Wednesday, August 17, 2011

Maximum Triangle Area (Part 1)

Today I'll discuss about another interesting problem. Though the analysis is big, hopefully you'll find it interesting.

Problem name: Maximum Triangle Area
Problem description:
Given n distinct points on a plane, your task is to find the triangle that have the maximum area, whose vertices are from the given points.

The most obvious solution is trying all possible triangle and find out the maximum area. The complexity of that algorithm is O(n^3). Which is huge as n can be as large as 50000.

So what can we do now? An interesting fact is, we can solve this problem by only considering the points of the convex hull for the given set of points. This will work because, if there is a triangle which has a vertex A which is not in the boundary of the convex hull, there will be always a point X in convex hull such that, by moving A to X we can increase the area of the triangle. Let's see an example -

We have a set of points {A, B, C, D, E, F, G, H, I}. The convex hull of these points consists of {D, E, F, G, H, I}. But let's claim that the largest triangle using these points is ABC. None of it's vertex is in convex hull. Let's say, BC is the base of this triangle and AP (perpendicular distance from A to BC) is the height of the triangle. So, the area of the triangle is 0.5 * BC * AP. Now draw a line parallel to the BC which goes through A. As A is inside the convex hull, you will find at least one vertex from the convex hull which is on the other side of the parallel line. Here in our example, we found D and BC are in the opposite side of the parallel line, so perpendicular distance from D to BC (DQ) is greater than AP. Hence, 0.5 * BC * AB < 0.5 * BC * DQ. So, triangle area DBC > triangle area ABC. See the following picture to make it clear -

Now, we got a triangle DBC which has larger area than ABC, but yet we have two vertices in it which are not in the convex hull. Now in the similar way considering DB as a base, and drawing a parallel line of DB which goes through C, we will find that area of DBF is greater than area of DBC. In the next step we can easily show again, that area of DBH is greater than the area of DBF. So we found that, maximum area triangle can be found using only convex hull vertices.

But if all of the given points is in the convex hull, our algorithm is still O(n ^ 3). Using the convex hull property we can improve it. Now our problem is finding the largest triangle using the vertices of a convex polygon. Let's say we have n vertices 0 to n - 1. We will try to find out three vertices A, B, C in clockwise direction from these vertices which will form the maximum triangle.

Now for a given AB, rather than iterating all of the points between B and A, to find the C, we can use ternary search to find C, as if we consider AB as a base, and iterate from the next point of B one by one, the height (of the triangle ABC) will increase in every step up to a certain vertex, and after that height will decrease in every step.
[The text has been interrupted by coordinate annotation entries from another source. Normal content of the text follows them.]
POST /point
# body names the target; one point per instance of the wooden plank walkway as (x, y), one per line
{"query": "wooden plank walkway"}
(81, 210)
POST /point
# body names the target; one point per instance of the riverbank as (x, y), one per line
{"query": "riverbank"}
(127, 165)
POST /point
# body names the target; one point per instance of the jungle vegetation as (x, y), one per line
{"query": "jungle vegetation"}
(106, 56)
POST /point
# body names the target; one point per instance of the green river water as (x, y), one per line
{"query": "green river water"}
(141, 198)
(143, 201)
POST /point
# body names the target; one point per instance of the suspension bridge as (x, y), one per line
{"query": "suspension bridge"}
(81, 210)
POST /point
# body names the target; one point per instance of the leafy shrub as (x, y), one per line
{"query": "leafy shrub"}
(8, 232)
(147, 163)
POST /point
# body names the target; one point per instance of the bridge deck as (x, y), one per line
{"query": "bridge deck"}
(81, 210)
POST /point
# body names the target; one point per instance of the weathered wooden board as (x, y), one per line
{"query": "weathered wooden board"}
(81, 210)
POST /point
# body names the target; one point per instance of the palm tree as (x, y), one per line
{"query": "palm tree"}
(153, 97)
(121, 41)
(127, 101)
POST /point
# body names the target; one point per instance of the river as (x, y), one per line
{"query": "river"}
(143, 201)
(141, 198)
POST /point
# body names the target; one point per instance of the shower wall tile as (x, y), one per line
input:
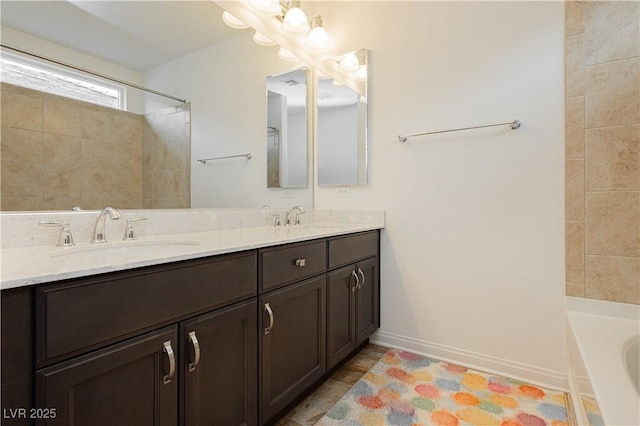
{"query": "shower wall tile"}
(613, 158)
(71, 146)
(574, 190)
(613, 223)
(574, 66)
(613, 94)
(62, 151)
(574, 128)
(20, 111)
(611, 30)
(21, 147)
(574, 12)
(21, 180)
(613, 278)
(575, 289)
(574, 247)
(62, 118)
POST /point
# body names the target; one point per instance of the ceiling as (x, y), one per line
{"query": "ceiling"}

This way, we can ternary search the point C for every possible AB, and the complexity will become (n ^ 2 log n), which is still not enough.

As, the analysis becoming large and large, we'll discuss the other improvements in the next part.

(Special thanks to Anna Fariha for helping me understanding some proofs of this analysis.)


  1. Great post! Eagerly waiting for the next part!

  2. Great stuff, loved to read. I wonder if you can post something for beginners like me. A post that gives an idea of elementary things about algorithms, references and direction.

    I hope you'll continue writing in this blog and share your knowledge.

  3. I tried this problem but left without success. Very lucid analysis but I could reach at this point. Now I am eagerly waiting for the next part.

  4. Thanks All. Next post is up.
    @maruf.hasan: I have a plan about that also to write something for beginner in (may be near) future.

  5. Hey! This problem came in the National Programming Camp 2013 selection test. Too bad I was only able to provide the n^3 solution.